Horsted seems a likely practice squad candidate again and an insurance policy because he does know the offense better than tight end candidates Jake Butt and Scooter Harrington and is more the classical size for a U- or move-tight end. 

Butt is more of a Y-tight end or in-line tight end, and the Bears will take a good look at Harrington to see which role he might fill better.

Harrington can be that backup U-tight end if he has progressed as a blocker and at understanding the position's other duties.

Because Graham will turn 35 this year and is in the final year of his contract, the future at the U-tight end is uncertain for the Bears and Horsted can make a statement about his value going forward if he can have a good camp.

3. Josh Woods 

The conversion of Woods from defensive back at Maryland to linebacker began in spring of 2018 when they signed him after he participated in rookie camp on a tryout basis. He was on the 2018 practice squad, then played 35% of defensive snaps in nine games in 2019 before his first defensive action last year with 46 plays. Woods showed he wasn't really ready for it yet when he had to play against the Green Bay Packers in the regular-season finale and struggled. So they activated Manti Te'o for the playoff game and started him instead of Woods, who played an even bigger special teams role last year with 60% of the snaps. 

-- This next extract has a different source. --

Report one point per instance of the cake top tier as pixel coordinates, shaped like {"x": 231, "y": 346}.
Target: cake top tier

Woods might need to show he can play linebacker now in camp because the addition of Jones and Austin Calitro will likely push him down the depth chart. He had to add more than 20 pounds to become a linebacker and it's uncertain if he had the ability to play defensive back in the league if he never made this conversion.

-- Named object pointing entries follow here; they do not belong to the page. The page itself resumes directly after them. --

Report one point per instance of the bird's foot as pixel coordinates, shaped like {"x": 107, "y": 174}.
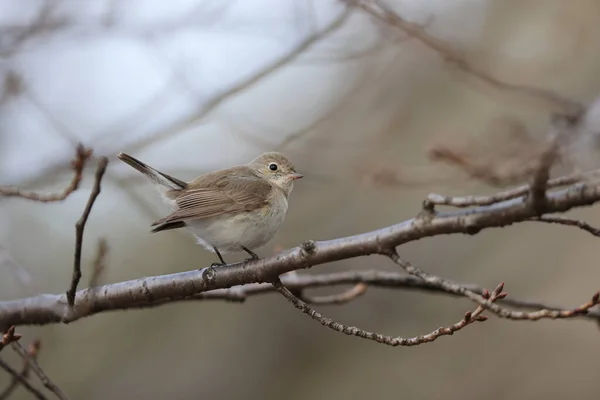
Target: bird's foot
{"x": 253, "y": 256}
{"x": 213, "y": 265}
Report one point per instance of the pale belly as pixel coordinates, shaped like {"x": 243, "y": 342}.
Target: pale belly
{"x": 252, "y": 229}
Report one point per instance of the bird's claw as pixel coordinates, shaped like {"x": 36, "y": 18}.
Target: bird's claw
{"x": 213, "y": 265}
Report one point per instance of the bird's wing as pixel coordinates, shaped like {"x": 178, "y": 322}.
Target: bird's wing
{"x": 219, "y": 194}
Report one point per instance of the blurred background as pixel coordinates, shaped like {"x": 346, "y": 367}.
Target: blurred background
{"x": 362, "y": 110}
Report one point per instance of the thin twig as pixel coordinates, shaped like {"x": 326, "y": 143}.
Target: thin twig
{"x": 238, "y": 88}
{"x": 500, "y": 311}
{"x": 80, "y": 226}
{"x": 416, "y": 31}
{"x": 35, "y": 367}
{"x": 434, "y": 199}
{"x": 569, "y": 222}
{"x": 469, "y": 318}
{"x": 77, "y": 164}
{"x": 9, "y": 337}
{"x": 32, "y": 351}
{"x": 338, "y": 298}
{"x": 99, "y": 263}
{"x": 157, "y": 290}
{"x": 23, "y": 381}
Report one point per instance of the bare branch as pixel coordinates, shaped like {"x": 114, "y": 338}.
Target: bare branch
{"x": 9, "y": 337}
{"x": 77, "y": 164}
{"x": 99, "y": 264}
{"x": 339, "y": 298}
{"x": 79, "y": 228}
{"x": 152, "y": 291}
{"x": 570, "y": 222}
{"x": 469, "y": 318}
{"x": 32, "y": 351}
{"x": 276, "y": 65}
{"x": 22, "y": 380}
{"x": 473, "y": 201}
{"x": 487, "y": 303}
{"x": 33, "y": 364}
{"x": 385, "y": 14}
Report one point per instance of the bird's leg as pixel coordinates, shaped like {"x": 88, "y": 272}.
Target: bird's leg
{"x": 253, "y": 255}
{"x": 220, "y": 258}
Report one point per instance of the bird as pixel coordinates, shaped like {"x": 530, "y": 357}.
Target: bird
{"x": 235, "y": 209}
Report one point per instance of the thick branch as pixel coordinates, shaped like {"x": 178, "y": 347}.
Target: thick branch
{"x": 168, "y": 288}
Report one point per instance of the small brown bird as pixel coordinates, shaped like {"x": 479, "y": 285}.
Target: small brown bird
{"x": 234, "y": 209}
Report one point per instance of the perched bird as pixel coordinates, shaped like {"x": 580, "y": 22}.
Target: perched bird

What he has to prove is he has made the conversion and can go forward as a key. special teams contributor and capable backup.

4. LaCale London

Like Gipson, he played on the line with his hand on the ground as a defensive tackle. He weighed only 280 pounds at Western Illinois while playing an entirely different role. With the Bears practice squad over the course of the last season and this offseason he has added 36 pounds and at 316 is more the ideal weight the Bears want from two-gap defenders on the interior defensive front. He faces a daunting task with six experienced defensive linemen ahead of him, and will be competing with seventh-round rookie nose tackle Khyiris Tonga, as well. London likely could be headed back to the practice squad to continue this conversion, if they deem he still could be of value.

5. Dieter Eiselen

Eiselen has been snapping the ball as a center in offseason work. This would be a conversion, but not a big one. He had been a guard coming out of Yale but wasn't your typical guard/center in the NFL like the Bears have with Cody Whitehair and James Daniels. Eiselen's experience was limited because he was a South African rugby player and weight lifter and taught himself the game. He's been with the practice squad a year and has gone from 300 pounds coming out of college to weighing 322 pounds in this spring's work. His experience as a junior Olympic level weightlifter proved valuable as he went heavily into the weight room. 

The Bears may need to go another year before they know if they have a find here, but physically he is getting it done and with the added size and strength he could also be a guard or a center.